Kalaulah Jokowi tidak kuat, tak mungkin Djan Faridz menjilat ludah berbalik arah menghiba ke Jokowi demi kursi Ketum PPP. Berharap Jokowi melakukan invisible hands agar Romahurmuziy terdepak dari singgasana PPP. Apalagi pada momen pilkada DKI, PPP Romi mendukung Agus anak SBY, menurut Djan, inilah kesempatan menjilat Jokowi dengan mendukung Ahok.

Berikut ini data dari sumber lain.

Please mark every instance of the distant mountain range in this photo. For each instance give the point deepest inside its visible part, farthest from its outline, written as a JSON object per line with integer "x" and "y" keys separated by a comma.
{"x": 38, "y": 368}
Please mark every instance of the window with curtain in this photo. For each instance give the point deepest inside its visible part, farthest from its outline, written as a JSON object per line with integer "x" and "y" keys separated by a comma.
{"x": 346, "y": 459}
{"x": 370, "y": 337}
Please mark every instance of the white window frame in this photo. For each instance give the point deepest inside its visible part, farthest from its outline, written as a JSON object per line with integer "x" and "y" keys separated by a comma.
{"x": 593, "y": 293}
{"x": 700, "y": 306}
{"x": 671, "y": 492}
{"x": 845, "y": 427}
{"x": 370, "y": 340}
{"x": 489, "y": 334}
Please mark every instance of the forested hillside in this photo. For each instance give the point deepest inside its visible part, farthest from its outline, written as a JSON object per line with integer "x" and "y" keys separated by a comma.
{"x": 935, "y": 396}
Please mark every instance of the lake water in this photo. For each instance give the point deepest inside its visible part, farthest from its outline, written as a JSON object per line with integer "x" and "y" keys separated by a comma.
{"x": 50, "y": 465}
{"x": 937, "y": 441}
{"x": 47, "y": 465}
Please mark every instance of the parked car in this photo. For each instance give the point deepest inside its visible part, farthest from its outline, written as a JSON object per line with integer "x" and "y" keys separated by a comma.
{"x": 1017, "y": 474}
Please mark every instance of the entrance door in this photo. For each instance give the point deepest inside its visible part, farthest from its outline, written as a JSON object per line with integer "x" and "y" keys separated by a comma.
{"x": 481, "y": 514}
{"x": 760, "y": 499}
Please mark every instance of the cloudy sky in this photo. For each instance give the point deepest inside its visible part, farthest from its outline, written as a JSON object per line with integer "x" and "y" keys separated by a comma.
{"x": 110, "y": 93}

Kalaulah Jokowi tidak kuat, tak mungkin Muhaimin dengan PKB menggertak-gertak Jokowi dengan mengkritisi Menteri Susi Pudjiastuti dan beberapa kebijakan lainnya. Sayangnya Muhaimin lupa strategi gertakan tidak bakal mempan untuk Jokowi. PDI-P saja yang notabene partai pengusung terbesarnya tak mampu menggertak Jokowi. Muhaimin mungkin lupa, mengertak Jokowi sama saja kehilangan kursi Ketum. Sudah terjadi pada Golkar dan PPP kan? Apalagi trah Gus Dur dengan senang hati menanti hal itu terjadi dan PKB kembali ke pangkuan Yenni.
Mereka merapat, mendukung, dengan harapan mendapat kekuasaan, mengamankan kepentingan dan menutupi kesalahan-kesalahan masa lalu. Karena menurut mereka dalam politik tidak ada makan siang yang gratis.Demikian juga dengan kelompok yang kontra dengan Jokowi. Lihat saja bagaimana mereka bisa bersatu demi satu kepentingan, mengganti Jokowi.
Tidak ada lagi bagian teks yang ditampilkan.